Coronavirus: Texas mayors warn of “serious problems” as cases increase in United States | Coronavirus
Two prominent Texas mayors have warned that hospitals in their cities will be ‘inundated’ with Covid-19 cases within two weeks, even as Donald Trump continues to describe the nationwide coronavirus resurgence as embers. a fire it goes out regularly.
“If we don’t get our hands on this virus quickly, in about two weeks our hospital system could be in serious trouble. ” Houston Mayor Sylvester Turner said on Sunday, the last day of a July 4 holiday weekend in which experts feared many Americans were following public health guidelines.
“I mean, overwhelmed. Right now we have a bed capacity. But just let me tell you, the major problem [is] the endowment. We can always provide extra beds, but we need people, nurses and all the rest, medical professionals to fill those beds. This is the critical point right now.
Turner’s comments, to CBS’s Face the Nation, came as hospitalization rates and Covid-19 positivity increased in his town.
Texas, with Arizona and Florida, has become a hotspot for the infection, recording six consecutive days of new confirmed cases exceeding 5,000. On Saturday, it set a record 8,258 cases and 7,890 hospitalizations.

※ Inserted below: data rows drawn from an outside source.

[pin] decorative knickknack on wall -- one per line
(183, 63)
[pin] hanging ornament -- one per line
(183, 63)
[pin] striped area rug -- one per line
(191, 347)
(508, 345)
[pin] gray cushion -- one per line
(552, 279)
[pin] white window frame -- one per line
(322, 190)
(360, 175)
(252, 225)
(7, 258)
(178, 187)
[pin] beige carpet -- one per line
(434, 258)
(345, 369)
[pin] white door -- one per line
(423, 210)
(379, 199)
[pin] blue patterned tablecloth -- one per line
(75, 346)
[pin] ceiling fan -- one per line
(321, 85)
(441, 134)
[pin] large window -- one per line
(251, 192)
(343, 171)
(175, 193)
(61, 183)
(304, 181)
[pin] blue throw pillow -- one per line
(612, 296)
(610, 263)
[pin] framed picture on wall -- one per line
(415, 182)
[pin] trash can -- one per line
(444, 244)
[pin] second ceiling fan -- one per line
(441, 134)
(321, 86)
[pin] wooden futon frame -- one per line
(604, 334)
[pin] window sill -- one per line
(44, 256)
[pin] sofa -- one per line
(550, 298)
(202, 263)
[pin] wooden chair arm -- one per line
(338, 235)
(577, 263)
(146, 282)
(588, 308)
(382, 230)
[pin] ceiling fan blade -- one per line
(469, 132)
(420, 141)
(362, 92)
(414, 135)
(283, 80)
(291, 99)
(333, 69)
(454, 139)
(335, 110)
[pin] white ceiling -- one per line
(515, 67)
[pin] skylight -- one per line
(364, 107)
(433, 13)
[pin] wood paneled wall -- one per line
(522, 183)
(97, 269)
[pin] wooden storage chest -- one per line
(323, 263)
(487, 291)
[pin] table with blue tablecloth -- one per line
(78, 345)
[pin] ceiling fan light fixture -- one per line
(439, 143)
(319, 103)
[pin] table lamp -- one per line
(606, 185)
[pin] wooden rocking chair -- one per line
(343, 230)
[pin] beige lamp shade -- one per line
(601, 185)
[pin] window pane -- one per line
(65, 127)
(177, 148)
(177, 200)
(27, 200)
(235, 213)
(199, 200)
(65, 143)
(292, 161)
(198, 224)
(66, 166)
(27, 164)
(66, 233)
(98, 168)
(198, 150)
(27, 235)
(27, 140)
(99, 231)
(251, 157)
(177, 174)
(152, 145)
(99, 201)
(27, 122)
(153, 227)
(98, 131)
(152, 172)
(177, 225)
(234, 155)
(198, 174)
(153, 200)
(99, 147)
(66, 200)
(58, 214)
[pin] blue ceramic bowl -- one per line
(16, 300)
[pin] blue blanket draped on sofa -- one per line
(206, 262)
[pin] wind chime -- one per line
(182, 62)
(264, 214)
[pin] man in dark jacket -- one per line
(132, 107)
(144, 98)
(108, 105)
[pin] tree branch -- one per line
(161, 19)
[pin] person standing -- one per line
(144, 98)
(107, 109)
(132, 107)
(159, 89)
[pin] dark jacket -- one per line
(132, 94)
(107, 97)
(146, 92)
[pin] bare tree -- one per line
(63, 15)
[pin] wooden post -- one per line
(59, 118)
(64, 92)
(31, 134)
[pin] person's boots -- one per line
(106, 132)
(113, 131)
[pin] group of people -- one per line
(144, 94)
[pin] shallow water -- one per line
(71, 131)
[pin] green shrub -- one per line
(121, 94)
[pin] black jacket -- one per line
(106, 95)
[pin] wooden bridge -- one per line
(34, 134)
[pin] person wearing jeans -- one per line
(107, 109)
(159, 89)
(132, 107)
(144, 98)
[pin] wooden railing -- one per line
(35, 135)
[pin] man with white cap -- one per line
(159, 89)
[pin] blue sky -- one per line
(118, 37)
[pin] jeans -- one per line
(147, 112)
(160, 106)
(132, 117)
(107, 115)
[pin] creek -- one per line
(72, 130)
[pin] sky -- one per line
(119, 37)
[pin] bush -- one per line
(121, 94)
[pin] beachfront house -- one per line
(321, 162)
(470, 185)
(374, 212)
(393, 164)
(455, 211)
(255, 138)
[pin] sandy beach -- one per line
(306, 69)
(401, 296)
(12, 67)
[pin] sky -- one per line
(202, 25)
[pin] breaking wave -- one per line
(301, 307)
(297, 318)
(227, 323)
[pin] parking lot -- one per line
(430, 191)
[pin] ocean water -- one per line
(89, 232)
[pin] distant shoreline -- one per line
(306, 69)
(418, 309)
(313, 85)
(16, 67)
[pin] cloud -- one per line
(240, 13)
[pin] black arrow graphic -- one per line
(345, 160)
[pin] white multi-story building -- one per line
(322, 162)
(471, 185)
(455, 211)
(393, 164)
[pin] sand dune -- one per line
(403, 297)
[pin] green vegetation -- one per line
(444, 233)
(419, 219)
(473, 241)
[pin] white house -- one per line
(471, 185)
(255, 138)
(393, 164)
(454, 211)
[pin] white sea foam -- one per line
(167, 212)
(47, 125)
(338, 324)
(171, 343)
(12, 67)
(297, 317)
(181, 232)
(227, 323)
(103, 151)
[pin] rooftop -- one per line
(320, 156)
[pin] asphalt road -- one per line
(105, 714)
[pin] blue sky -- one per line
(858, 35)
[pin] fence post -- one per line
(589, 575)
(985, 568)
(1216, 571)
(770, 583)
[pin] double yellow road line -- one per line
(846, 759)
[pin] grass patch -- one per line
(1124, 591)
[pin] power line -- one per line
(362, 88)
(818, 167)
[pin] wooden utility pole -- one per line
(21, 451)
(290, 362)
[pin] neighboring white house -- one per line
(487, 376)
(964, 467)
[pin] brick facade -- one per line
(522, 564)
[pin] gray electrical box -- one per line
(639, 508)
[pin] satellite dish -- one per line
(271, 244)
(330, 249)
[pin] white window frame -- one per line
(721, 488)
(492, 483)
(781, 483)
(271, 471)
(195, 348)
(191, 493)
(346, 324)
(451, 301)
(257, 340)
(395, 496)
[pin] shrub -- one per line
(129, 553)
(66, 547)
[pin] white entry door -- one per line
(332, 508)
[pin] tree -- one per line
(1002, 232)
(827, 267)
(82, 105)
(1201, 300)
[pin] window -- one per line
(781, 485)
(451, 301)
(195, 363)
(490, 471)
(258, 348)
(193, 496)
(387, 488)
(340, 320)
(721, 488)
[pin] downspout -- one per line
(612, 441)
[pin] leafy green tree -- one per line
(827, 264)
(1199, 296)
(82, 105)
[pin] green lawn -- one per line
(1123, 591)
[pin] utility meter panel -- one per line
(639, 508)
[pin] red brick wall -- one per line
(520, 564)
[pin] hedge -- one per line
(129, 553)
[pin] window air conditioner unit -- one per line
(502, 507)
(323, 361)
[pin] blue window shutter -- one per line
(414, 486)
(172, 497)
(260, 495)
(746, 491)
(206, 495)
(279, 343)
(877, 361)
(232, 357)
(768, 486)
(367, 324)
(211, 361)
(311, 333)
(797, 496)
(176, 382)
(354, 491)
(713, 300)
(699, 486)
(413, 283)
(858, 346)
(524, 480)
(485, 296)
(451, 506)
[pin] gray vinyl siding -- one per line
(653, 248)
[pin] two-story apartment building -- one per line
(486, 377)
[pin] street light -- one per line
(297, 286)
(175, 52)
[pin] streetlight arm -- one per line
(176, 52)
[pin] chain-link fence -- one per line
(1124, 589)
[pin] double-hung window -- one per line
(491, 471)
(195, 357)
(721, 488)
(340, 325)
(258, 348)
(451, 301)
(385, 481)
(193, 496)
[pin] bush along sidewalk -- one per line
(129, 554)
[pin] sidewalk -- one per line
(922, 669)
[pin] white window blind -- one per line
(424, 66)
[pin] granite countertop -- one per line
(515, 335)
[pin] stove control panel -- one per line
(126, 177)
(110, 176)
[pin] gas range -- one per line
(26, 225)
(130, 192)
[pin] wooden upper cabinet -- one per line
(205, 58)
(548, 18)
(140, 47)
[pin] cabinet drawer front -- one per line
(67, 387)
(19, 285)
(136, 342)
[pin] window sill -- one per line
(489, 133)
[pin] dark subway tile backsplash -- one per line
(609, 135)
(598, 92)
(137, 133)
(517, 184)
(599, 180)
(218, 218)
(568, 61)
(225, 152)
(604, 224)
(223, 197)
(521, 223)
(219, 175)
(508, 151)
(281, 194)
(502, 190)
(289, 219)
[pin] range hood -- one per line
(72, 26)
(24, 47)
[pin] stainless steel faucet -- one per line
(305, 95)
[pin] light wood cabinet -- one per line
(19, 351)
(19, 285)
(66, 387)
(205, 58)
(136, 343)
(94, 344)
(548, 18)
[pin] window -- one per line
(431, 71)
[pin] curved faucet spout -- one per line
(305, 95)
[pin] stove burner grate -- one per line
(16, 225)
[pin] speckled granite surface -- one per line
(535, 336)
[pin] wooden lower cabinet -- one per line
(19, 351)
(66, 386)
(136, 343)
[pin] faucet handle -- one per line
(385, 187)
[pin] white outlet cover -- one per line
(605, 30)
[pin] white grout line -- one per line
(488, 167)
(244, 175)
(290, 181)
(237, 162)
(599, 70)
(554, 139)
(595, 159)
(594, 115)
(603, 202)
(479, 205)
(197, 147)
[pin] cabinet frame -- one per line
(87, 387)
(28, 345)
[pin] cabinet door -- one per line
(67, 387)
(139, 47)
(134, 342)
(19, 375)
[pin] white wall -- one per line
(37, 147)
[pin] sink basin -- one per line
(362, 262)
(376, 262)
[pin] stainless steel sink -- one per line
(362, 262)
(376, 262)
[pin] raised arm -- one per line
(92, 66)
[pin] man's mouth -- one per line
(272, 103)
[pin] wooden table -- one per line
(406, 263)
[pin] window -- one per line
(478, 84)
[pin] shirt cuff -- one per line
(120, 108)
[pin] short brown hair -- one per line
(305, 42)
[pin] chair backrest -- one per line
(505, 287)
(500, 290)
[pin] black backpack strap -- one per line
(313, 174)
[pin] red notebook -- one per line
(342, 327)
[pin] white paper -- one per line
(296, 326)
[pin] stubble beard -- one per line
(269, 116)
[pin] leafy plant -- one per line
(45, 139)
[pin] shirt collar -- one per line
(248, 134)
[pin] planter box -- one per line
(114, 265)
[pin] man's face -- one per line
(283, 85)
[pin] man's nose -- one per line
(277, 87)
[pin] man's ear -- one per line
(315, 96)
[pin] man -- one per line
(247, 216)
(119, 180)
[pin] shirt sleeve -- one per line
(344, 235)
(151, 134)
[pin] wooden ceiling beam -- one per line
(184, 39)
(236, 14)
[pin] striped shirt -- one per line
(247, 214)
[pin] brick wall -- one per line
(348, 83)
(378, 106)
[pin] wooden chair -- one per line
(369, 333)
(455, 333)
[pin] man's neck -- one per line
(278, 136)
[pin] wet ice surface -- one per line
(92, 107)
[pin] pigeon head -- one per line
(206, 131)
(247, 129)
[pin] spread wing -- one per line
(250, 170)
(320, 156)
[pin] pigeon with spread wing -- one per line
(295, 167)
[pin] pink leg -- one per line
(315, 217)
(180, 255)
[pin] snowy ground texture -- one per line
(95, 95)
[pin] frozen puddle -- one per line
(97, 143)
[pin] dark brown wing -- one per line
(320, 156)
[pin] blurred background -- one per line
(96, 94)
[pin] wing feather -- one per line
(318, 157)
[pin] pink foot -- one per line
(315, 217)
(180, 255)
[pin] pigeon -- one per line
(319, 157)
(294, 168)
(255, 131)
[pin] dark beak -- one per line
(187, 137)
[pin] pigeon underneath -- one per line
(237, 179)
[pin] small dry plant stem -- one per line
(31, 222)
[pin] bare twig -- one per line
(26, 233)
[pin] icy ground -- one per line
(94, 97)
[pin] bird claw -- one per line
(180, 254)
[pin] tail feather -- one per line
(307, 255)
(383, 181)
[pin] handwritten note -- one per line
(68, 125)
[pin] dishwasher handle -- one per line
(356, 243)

“One month ago, one in 10 people tested positive,” said Turner, a Democrat. “Today it’s one in four. The number of people falling ill and going to the hospital has increased exponentially. The number of people in our [intensive care] beds grew exponentially.
According to Johns Hopkins University researchers, the United States has now confirmed nearly 2.9 million cases of coronavirus and nearly 130,000 deaths. The states that were the first hot spots, led by New York, are pausing or proceeding cautiously with their plans to reopen.
At the White House on Saturday, Trump tried to play down the resurgence of the virus, claiming without evidence that the infection was “99% harmless”.
“Our strategy is progressing well”, he said. “He goes out in one area, he puts up his ugly face in another area. But we have learned a lot. We have learned to extinguish the flame.
The president’s remarks angered Steve Adler, the Democratic mayor of Austin.
“I understand he has a tough job, but it’s dangerous not to send a clear message to Americans, to people in my town,” he told CNN’s State of the Union.
“We have the 4th of July weekend and we need everyone to wear masks. And when they start to hear this kind of ambiguous message coming from Washington, there are more and more people who will not wear masks, who will not take social distance, who will not do whatever it takes to ensure. the security of a community.
“And it’s wrong, and it’s dangerous. I just have to hope people won’t listen to this and stay focused on what they’re hearing here more locally.
Hospitals in Austin, Adler said, were facing a crisis almost identical to those in Houston.
“Driving in our city started to change about two weeks ago,” he said. “If we don’t change the trajectory, then I’m within two weeks of our hospitals overflowing. And in our intensive care units, I could be 10 days away from that. “
Greg Abbott, the Republican governor of Texas, implemented a statewide mask mandate last week, a move Adler said he welcomed but wished it had come over. early. Abbott’s office said on Sunday that more than 400 cases of the antiviral drug remdesivir had been distributed to 157 hospitals and 600 medical staff and 16 ventilators had been deployed in the most needy areas of South Texas.
Elsewhere over the holiday weekend, pressure on hospital space increased. Florida, where beaches in the populated southeastern Miami-Dade, Broward and Palm Beach counties were closed to deter large gatherings, recorded 10,059 new cases on Sunday, exceeding 200,000 cases alone. two weeks after reaching 100,000.
Four of 11 Pinellas County hospitals were running out of intensive care beds as of Sunday, according to the Florida Agency for Health Care Administration, after weeks of warnings that hospital space across the State was diminishing.
In Miami-Dade County, which implemented its own mask requirement after Republican Gov. Ron DeSantis resisted growing calls for a statewide tenure, more patients (138) have been admitted to hospital than discharged (125). The total number of inpatients of 1,538 is almost double the June 22 tally of 776.
“It is clear that the growth is exponential at this point,” Francis Suarez, Republican mayor of Miami, told ABC This Week. “You know, we’ve broken record after record after record, every last couple of weeks.
“The city of Miami was the last city in the entire state of Florida to open. I have been criticized for having waited so long. But there is no doubt that when we reopened people started to socialize as if the virus did not exist. “
Arizona reported 3,536 new cases on Sunday, an increase of 841 from the previous day.
“We opened way too early in Arizona,” Kate Gallego, Democratic mayor of Phoenix, told ABC. “We were one of the last states to go home and one of the first to reappear.”